# Natural Language Processing (NLP) 


spaCy package: leading NLP library. 
- relies on models that are language-specific and come in different sizes. 

In [7]:
import spacy


In [8]:
nlp=spacy.load('en_core_web_sm') # load English language model

In [16]:
doc = nlp("Tea is healthy and I love cats and I don't like people messing with my kitties! ") # process text like this

## Tokenizing  
A token is a unit of text in the document, such as individual words and punctuation. SpaCy splits contractins like "don't" into two tokens, "do" and "n't". 


In [17]:
for token in doc:
    print(token)

Tea
is
healthy
and
I
love
cats
and
I
do
n't
like
people
messing
with
my
kitties
!


Iterating through a document gives you token objects, and each of these tokens come with additional information.   
`token.lemma_` and `token.is_stop` are important in many cases.  

 ## Text Preprocessing  
We need to preprocess to improve modeling of words.  
The first is **lemmatizing**. The **lemma** of a word is its base form. A good example is *walk*, the lemma of the word *walking*. When you lemmatize the word walking, it would convert to walk.  
 
Another common technique is to remove *stopwords*. These are the words that occur frequently in the language and don't contin much information. In English these include, "the", "is", "and", "but", "not".  
  
Using spaCy, `token.lemma_` returns the lemma, while `token.is_stop` returns a boolean `True` if the token is a stopword.  
  
    
Removing stop words might help the predictive model focus on relevant words. Lemmatizing similarily helps by combining multiple forms of the same word into a base form.  
  
However, lemmatizing and dropping stopwords might result in lower performance. Treat this preprocessing as part of your hyperparameter optimization process.  
  
 



In [18]:
print(f"Token \t\tLemma \t\tStopword".format('Token', 'Lemma', 'Stopword'))
print("-"*40)
for token in doc:
    print(f"{str(token)}\t\t{token.lemma_}\t\t{token.is_stop}")

Token 		Lemma 		Stopword
----------------------------------------
Tea		tea		False
is		be		True
healthy		healthy		False
and		and		True
I		I		True
love		love		False
cats		cat		False
and		and		True
I		I		True
do		do		True
n't		n't		True
like		like		False
people		people		False
messing		mess		False
with		with		True
my		my		True
kitties		kitty		False
!		!		False


## Pattern Matching  
Another common NLP task is matching tokens and phrases with chunks of text or whole documents.   
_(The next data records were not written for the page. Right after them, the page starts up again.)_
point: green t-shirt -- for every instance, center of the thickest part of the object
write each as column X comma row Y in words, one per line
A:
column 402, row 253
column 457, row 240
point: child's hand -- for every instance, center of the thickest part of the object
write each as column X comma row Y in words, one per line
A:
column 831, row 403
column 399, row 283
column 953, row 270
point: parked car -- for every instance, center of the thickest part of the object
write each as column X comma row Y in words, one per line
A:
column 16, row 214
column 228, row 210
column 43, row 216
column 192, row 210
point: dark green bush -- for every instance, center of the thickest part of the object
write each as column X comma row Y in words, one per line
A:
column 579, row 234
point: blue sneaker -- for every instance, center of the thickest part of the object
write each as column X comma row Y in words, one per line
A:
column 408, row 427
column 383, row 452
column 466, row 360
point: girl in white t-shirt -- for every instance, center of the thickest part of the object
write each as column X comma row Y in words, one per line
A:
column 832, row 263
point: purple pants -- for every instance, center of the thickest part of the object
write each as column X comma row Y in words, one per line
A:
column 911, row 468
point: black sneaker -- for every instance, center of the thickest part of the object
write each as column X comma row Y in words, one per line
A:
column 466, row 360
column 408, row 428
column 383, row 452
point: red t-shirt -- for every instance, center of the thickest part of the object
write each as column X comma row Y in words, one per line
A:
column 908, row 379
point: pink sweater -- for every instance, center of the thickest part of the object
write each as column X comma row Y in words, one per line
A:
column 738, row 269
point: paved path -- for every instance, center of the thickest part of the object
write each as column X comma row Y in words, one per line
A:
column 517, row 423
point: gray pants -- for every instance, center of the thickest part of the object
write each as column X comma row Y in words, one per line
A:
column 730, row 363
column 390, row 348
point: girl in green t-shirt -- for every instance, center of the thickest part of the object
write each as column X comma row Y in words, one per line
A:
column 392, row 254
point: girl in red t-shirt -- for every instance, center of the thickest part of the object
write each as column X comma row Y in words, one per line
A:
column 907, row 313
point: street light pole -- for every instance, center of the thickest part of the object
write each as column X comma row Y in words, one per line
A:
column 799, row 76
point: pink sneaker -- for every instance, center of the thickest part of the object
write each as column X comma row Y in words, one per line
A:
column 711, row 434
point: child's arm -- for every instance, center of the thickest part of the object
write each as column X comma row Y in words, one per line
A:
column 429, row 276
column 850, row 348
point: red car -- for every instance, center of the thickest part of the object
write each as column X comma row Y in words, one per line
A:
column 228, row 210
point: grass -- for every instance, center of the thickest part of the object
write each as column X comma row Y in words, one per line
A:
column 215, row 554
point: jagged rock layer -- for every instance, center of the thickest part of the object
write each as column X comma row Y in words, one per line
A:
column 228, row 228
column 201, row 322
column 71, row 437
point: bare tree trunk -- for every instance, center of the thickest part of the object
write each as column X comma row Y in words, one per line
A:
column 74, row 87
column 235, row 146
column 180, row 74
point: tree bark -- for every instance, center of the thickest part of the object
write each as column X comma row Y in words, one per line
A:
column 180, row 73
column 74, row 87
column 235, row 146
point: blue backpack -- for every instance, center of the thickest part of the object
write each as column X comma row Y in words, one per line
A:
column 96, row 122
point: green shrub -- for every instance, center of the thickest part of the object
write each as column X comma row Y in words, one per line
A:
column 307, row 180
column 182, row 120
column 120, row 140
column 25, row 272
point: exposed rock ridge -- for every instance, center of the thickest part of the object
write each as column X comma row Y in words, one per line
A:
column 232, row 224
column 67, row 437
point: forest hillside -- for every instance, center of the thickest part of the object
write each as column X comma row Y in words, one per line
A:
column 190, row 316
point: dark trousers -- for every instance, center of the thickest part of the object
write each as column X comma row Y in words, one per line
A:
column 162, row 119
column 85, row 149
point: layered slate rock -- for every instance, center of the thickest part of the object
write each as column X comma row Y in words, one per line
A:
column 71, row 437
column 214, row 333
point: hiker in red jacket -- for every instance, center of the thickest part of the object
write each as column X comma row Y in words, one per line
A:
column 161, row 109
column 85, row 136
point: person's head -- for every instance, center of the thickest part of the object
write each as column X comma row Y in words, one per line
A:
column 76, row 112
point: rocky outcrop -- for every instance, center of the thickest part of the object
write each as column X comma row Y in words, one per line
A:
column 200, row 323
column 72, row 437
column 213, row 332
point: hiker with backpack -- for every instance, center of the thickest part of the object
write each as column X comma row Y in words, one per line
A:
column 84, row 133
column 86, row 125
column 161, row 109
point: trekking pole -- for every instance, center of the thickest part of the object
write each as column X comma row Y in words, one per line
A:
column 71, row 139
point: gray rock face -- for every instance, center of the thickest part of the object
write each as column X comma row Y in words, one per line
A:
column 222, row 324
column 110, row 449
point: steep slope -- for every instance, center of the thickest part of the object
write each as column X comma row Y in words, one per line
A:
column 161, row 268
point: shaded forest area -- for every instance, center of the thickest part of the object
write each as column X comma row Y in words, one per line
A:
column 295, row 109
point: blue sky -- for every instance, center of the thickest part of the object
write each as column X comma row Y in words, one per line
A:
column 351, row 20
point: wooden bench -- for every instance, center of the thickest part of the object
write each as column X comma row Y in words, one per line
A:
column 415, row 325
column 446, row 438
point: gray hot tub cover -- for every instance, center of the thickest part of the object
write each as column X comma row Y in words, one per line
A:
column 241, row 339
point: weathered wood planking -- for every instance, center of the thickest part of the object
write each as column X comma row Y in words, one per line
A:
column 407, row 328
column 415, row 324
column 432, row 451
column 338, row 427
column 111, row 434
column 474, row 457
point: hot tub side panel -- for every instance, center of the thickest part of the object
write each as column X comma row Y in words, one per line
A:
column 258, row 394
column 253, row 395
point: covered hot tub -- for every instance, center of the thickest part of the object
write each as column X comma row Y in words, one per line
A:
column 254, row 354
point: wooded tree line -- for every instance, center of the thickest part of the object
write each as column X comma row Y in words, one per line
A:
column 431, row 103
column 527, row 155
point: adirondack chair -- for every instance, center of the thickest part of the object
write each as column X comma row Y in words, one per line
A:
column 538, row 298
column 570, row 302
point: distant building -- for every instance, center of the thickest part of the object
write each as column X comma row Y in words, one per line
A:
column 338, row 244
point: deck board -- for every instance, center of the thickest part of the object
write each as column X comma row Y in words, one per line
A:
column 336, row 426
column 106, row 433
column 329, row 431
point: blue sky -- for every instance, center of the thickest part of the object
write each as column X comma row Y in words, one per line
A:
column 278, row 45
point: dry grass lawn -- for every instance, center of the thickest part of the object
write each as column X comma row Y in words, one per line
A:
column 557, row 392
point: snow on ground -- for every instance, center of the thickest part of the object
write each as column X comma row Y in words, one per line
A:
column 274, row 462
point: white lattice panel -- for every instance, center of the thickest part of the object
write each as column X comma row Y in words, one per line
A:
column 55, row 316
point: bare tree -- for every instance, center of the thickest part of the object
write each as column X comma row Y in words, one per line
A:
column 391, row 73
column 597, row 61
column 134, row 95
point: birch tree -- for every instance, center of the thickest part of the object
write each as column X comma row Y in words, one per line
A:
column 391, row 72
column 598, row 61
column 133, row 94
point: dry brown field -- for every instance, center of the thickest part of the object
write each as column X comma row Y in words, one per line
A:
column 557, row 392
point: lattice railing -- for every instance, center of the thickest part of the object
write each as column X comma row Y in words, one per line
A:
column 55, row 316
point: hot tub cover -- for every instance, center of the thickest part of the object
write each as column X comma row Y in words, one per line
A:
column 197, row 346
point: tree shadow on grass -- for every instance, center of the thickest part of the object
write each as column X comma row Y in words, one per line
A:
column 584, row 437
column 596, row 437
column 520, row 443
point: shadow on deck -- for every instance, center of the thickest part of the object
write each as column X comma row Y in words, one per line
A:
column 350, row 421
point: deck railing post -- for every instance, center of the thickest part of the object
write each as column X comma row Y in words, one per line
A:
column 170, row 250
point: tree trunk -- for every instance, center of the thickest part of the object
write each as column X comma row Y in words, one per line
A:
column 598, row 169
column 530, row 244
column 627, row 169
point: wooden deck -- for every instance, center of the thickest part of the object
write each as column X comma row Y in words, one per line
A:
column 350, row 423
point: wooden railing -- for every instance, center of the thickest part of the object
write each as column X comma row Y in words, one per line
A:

In spaCy, to match individual tokens, you create a `Matcher`. When matching a list of terms, it's easier and more efficient to use `PhraseMatcher`. For example, if you want to find where different smartphone models show up in some text, you can create patterns for the model names of interest.    
To start, create the `PhraseMatcher`:

In [19]:
from spacy.matcher import PhraseMatcher
matcher = PhraseMatcher(nlp.vocab, attr='LOWER')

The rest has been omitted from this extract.